Common Questions About OCPP Compliance and EV Charging Firmware
What is OCPP and why does it matter for EV charging infrastructure?
OCPP is the Open Charge Point Protocol, a communication standard maintained by the Open Charge Alliance that defines how charging stations talk to Charge Station Management Systems. It matters because OCPP compliance unlocks interoperability with third party networks and is often a prerequisite for state, federal, and utility incentive programs. Without it, charging station owners are locked into proprietary ecosystems and may be ineligible for rebates.
Can you add OCPP compliance to existing EV charging hardware without replacing it?

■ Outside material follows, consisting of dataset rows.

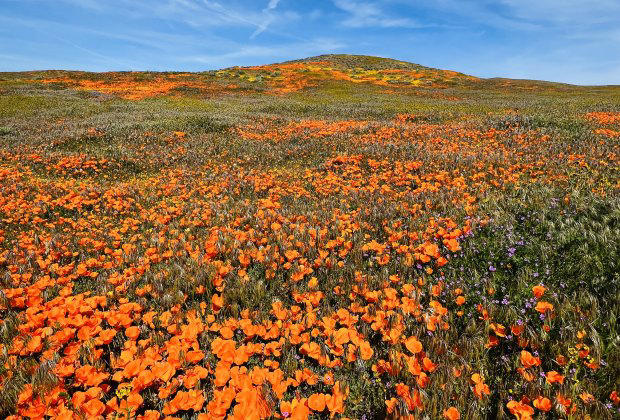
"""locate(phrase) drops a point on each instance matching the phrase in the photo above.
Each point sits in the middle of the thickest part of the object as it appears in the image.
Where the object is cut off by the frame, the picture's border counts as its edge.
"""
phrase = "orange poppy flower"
(542, 403)
(554, 377)
(538, 291)
(452, 414)
(316, 402)
(413, 345)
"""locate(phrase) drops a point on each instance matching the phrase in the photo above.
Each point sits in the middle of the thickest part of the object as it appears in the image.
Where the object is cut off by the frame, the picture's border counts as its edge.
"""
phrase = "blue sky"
(574, 41)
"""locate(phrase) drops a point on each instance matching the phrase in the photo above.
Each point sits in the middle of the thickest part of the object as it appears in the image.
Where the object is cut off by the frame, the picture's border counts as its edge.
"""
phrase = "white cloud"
(365, 14)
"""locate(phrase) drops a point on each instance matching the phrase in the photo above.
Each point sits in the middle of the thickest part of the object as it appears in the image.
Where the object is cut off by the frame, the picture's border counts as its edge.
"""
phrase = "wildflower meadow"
(336, 237)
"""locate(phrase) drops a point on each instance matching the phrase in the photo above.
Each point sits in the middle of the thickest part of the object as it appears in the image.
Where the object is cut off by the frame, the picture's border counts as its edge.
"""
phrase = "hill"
(334, 237)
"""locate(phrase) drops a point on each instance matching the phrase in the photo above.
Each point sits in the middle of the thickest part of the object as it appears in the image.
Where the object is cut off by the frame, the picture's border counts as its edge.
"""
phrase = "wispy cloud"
(267, 19)
(366, 14)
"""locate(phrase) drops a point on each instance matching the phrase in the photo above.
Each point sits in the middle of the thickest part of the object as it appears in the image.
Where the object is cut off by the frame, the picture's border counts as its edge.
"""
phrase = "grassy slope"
(563, 216)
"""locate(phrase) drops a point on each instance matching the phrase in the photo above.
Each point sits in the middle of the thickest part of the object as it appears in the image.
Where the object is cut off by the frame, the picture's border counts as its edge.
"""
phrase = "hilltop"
(338, 236)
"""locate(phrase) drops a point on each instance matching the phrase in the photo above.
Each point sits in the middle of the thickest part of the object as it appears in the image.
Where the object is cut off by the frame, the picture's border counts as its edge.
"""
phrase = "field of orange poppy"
(337, 237)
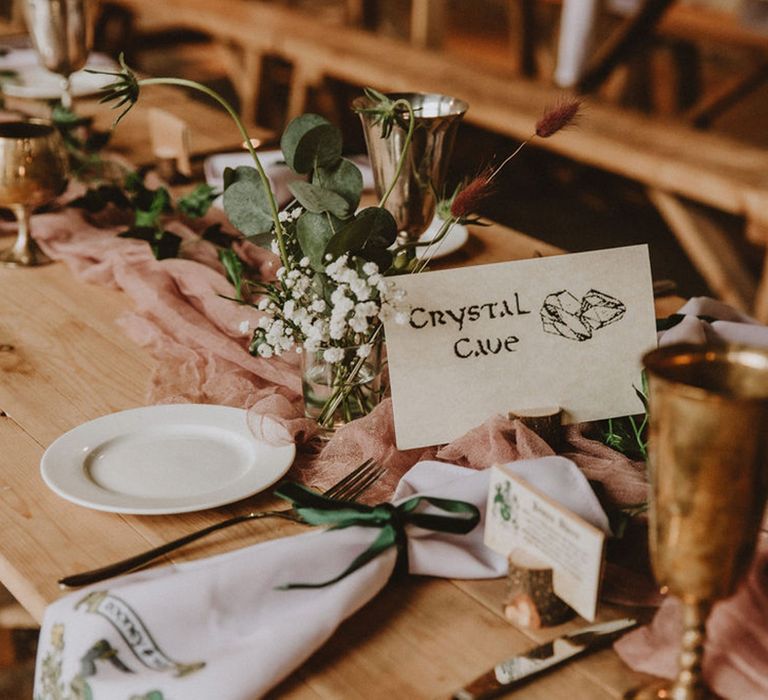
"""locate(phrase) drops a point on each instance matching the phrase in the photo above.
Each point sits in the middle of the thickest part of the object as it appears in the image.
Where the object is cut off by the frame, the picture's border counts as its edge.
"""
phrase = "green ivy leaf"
(313, 232)
(197, 202)
(310, 141)
(318, 200)
(372, 229)
(233, 266)
(150, 204)
(246, 201)
(164, 244)
(96, 199)
(345, 179)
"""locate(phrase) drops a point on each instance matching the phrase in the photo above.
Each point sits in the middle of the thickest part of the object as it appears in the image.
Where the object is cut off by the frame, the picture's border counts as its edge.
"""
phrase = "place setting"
(523, 454)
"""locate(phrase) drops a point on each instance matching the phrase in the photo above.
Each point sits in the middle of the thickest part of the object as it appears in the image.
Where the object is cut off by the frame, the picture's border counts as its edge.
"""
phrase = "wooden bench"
(675, 162)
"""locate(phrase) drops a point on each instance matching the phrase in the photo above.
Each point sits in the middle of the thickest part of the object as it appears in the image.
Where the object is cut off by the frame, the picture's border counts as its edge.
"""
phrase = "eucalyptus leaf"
(197, 202)
(318, 200)
(150, 204)
(345, 179)
(263, 240)
(313, 232)
(311, 141)
(233, 266)
(241, 172)
(373, 228)
(246, 201)
(381, 256)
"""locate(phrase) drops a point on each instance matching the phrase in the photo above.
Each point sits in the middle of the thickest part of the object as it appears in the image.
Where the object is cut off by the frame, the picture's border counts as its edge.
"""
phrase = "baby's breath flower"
(333, 355)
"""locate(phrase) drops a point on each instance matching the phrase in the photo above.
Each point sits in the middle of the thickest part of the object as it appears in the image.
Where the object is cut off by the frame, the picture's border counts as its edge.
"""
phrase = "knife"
(511, 672)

In many cases, yes. The OCPP standard supports multiple topologies, including Topology 4 where non-OCPP charging stations connect to a CSMS through an OCPP compliant local controller. This is the path Sequoia evaluated for this engagement. The existing charging stations remained unchanged while the energy management controller received firmware modifications to support the OCPP protocol stack alongside the existing proprietary protocol.
What are the challenges of implementing OCPP on a resource constrained microcontroller?
Most open source OCPP libraries are written for server class systems running Linux, in languages like Java, Python, or Scala. A microcontroller like the PIC32MX lacks a full memory management unit and cannot run Linux. That rules out most off the shelf stacks. The implementation requires either finding or porting a C language OCPP client, trimming non mandatory sections to fit the memory footprint, and validating that the remaining functionality meets the minimum device model defined in the standard.
What does OCPP certification actually require?
At the time of this engagement, an official OCPP certification program was still being developed by the Open Charge Alliance. The standard defines a minimum device model and a set of basic functionality covering 32 use cases across 8 functional blocks, but explicitly states that implementing these does not guarantee certification. The practical path to a compliance claim involves implementing the minimum device model, testing against the OCA test suite, and validating interoperability with third party CSMS platforms.
What did Sequoia deliver for this OCPP compliance engagement?
Sequoia delivered a phased roadmap covering development environment setup, FreeRTOS feasibility assessment, open source OCPP stack evaluation and selection, and lab validation using a simulated CAN environment. The roadmap addressed the dual protocol stack requirement, memory and resource constraints of the PIC32MX platform, and the additional data acquisition capabilities needed to support OCPP messaging such as charge session events and metering data.
What kind of companies does Sequoia Applied Technologies work with on embedded firmware?
Sequoia Applied Technologies is a Santa Clara, California software engineering firm that works with product companies across cleantech, IoT, life sciences, and enterprise software. Embedded engagements include firmware development for microcontrollers and SoCs, protocol stack integration, FreeRTOS and bare metal implementations, and hardware bring up. The firm has delivered similar work for distributed energy storage systems, industrial IoT, and medical devices.